When an index is too large to fit into RAM, MongoDB must read the
index from disk, which is a much slower operation than reading from
RAM. Keep in mind an index fits into RAM when your server has RAM
available for the index combined with the rest of the working set.
Hope this helps.
Cheers dan
I think the issue with your thinking it that, somehow, you feel Node 1 would be faster than Node 2. Unless the hardware is drastically different then Node 1 and Node 2 would be accessed equally fast and thus reversing the strings would not help you out.
The main issue I see has to do with the number of customers in your system. This can lead to monotonic sharding wherein the last shard is the one always being hit and that can cause excessive splitting and migration. If you have a large number of customers then there is no issue, otherwise you might want to add another key on top of the customer id and date fields to more evenly divide up your content. I have heard of people using random identifiers, hashing the _id or using a GUID to overcome this issue.
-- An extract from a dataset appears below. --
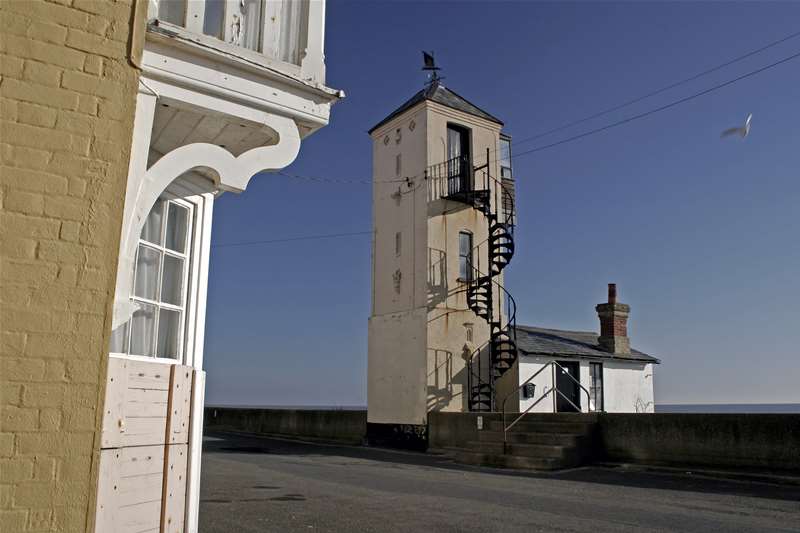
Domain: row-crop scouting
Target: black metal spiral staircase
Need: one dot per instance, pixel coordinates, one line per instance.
(460, 181)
Why does ObjectId make sharding easier in MongoDB?

I keep reading that using an ObjectId as the unique key makes sharding easier, but I haven't seen a relatively detailed explanation as to why that is. Could someone shed some light on this?
The reason I ask is that I want to use an english string (which will be unique obviously) as the unique key, but want to make sure that it won't tie my hands later on.
I've just recently been getting familiar with mongoDB myself so take this with a grain of salt but I suspect that sharding is probably more efficient when using ObjectId rather that your own key values because of the fact that part of the ObjectId will point out which machine or shard that the document was created on. The bottom of this page in the mongo docs explains what each portion of the ObjectId means.
I asked this question on Mongo user list and basically the reply was that it's OK to generate your own value of _id and it will not make sharding more difficult. For me sometimes it's necessary to have numeric values on _id like when I'm going to use them in url, so I'm generating my own _id in some collections.
ObjectId is designed to be globally unique. So, when used as a primary key and a new record is appended to the dataset without primary key value, then each shard can generate a new objectid and not worry about collisions with other shards. This somewhat simplifies life for everyone :)
Shard key does not have to be unique. We can't conclude that sharding a collection based on object id is always efficient .
Actually, ObjectID is probably a poor choice for a shard key.
From the docs (http://docs.mongodb.org/manual/core/sharded-cluster-internals/ the section on "Write Scaling"):
"[T]he most significant bits of [an ObjectID] represent a time stamp, which means that they increment in a regular and predictable pattern. [Therefore] all insert operations will be storing data into a single chunk, and therefore, a single shard. As a result, the write capacity of this shard will define the effective write capacity of the cluster."
In other words, because every OID sorts "bigger" than the one created immediately before it, an inserts that are keyed by OID will land on the same machine, and the write I/O capacity of that one machine will be the total I/O of your entire cluster. (This is true not just of OIDs, but any predictable key -- timestamps, autoincrementing numbers, etc.)
Contrariwise, if you chose a random string as your shard key, writes would tend to distribute evenly over the cluster, and your throughput would be the total I/O of the whole cluster.
(EDIT to be complete: with an OID shard key, as new records landed on the "rightmost" shard, the balancer would handle moving them elsewhere, so they would eventually end up on other machines. But that doesn't solve the I/O problem; it actually makes it worse.)